I feel like this has been THE rainiest, wettest spring ever!  Will April showers really bring May flowers?  If we can believe that childhood rhyme, then we should be big time in bloom very shortly – at least where I live.

Water – whether from the skies, the ground, the tap or (eeeek, no!) a plastic bottle – seems ubiquitous for most of us.  Lucky, right?  It’s generally plentiful, clean and safe to drink.  Whether we take full advantage of that and drink the amount we should, that’s a totally different question and one I’ll address later in this posting.
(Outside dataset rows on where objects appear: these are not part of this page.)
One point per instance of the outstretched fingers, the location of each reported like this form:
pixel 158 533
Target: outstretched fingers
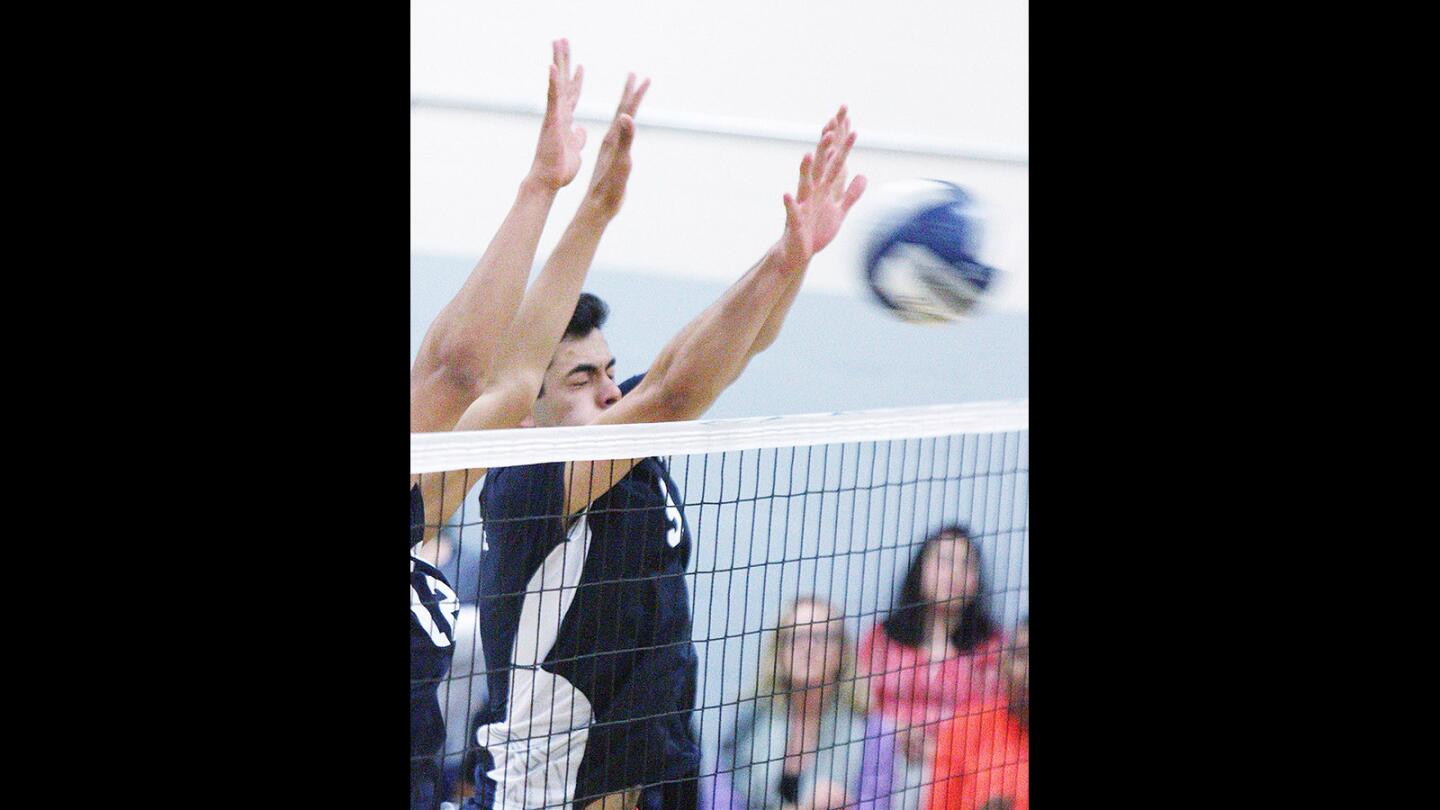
pixel 631 97
pixel 857 188
pixel 835 177
pixel 624 130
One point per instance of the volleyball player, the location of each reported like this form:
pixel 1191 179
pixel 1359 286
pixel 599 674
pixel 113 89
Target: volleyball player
pixel 583 610
pixel 483 361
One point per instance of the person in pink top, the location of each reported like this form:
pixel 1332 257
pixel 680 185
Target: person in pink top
pixel 938 650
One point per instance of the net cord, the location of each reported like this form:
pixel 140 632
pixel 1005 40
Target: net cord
pixel 442 451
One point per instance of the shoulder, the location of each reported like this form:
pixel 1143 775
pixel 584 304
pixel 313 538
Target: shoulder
pixel 630 385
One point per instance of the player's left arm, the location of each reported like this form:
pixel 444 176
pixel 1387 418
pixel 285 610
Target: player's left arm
pixel 710 352
pixel 828 179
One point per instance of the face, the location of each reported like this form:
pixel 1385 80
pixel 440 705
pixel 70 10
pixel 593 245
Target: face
pixel 579 385
pixel 810 646
pixel 951 574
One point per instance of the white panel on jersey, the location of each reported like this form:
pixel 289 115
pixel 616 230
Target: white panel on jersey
pixel 539 745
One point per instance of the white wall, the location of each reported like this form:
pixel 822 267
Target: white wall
pixel 706 206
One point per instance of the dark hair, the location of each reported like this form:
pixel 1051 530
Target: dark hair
pixel 906 624
pixel 589 314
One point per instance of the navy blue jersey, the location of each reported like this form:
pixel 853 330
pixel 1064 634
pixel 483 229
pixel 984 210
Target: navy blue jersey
pixel 585 626
pixel 434 610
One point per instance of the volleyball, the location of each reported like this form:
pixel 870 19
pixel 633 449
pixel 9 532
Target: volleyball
pixel 923 255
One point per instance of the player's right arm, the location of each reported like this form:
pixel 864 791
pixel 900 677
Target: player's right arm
pixel 461 343
pixel 511 389
pixel 710 352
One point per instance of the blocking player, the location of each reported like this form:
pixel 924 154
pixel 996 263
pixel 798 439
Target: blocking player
pixel 583 610
pixel 483 359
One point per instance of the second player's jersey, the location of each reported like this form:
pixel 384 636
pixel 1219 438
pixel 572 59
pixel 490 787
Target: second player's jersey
pixel 586 634
pixel 434 611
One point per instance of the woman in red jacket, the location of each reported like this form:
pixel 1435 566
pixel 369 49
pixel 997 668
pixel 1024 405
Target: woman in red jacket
pixel 936 650
pixel 982 755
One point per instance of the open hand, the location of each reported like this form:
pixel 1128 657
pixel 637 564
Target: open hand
pixel 814 215
pixel 558 156
pixel 614 163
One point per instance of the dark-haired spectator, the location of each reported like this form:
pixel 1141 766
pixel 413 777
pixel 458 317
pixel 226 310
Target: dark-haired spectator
pixel 936 650
pixel 799 742
pixel 982 755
But first – a public service announcement:

World Water Day is marked around the world each March.  Launched by the UN back in 1993, every year focuses on a different theme to bring awareness to various environmental or social issues that impact us today.  For 2019, the discussion is “Leaving no one behind” and making safe water accessible to everyone.  If you’d like to read more about what the UN is doing, please check out their initiatives here.

When we think of people who lack safe drinking water, it conjures up visions of war-torn and drought-stricken African countries, doesn’t it?  But right here in our own country – Canada, a land of plentiful natural resources, lakes, rivers, bounded on three sides by oceans, there are vast numbers of our citizens who don’t have safe drinking/cooking/bathing water.

There’s a water crisis in 20% of First Nations communities in this country.  In Ontario alone, 40% of First Nations communities are under a boil water advisory.

This is not acceptable and I invite you to do several things.  First – write our federal government and urge them to immediately move on the promises made to eliminate this health hazard and human rights issue.  It’s easy to do – just google the email address of the Prime Minister and the Minister of Crown-Indigenous Relations and the Minister of Health.  Contact your own MP as well.  These elected officials work for all of us and we need to remind them that just because we can turn on our taps and drink a glass of water – that’s not good enough if every Canadian can’t do the same.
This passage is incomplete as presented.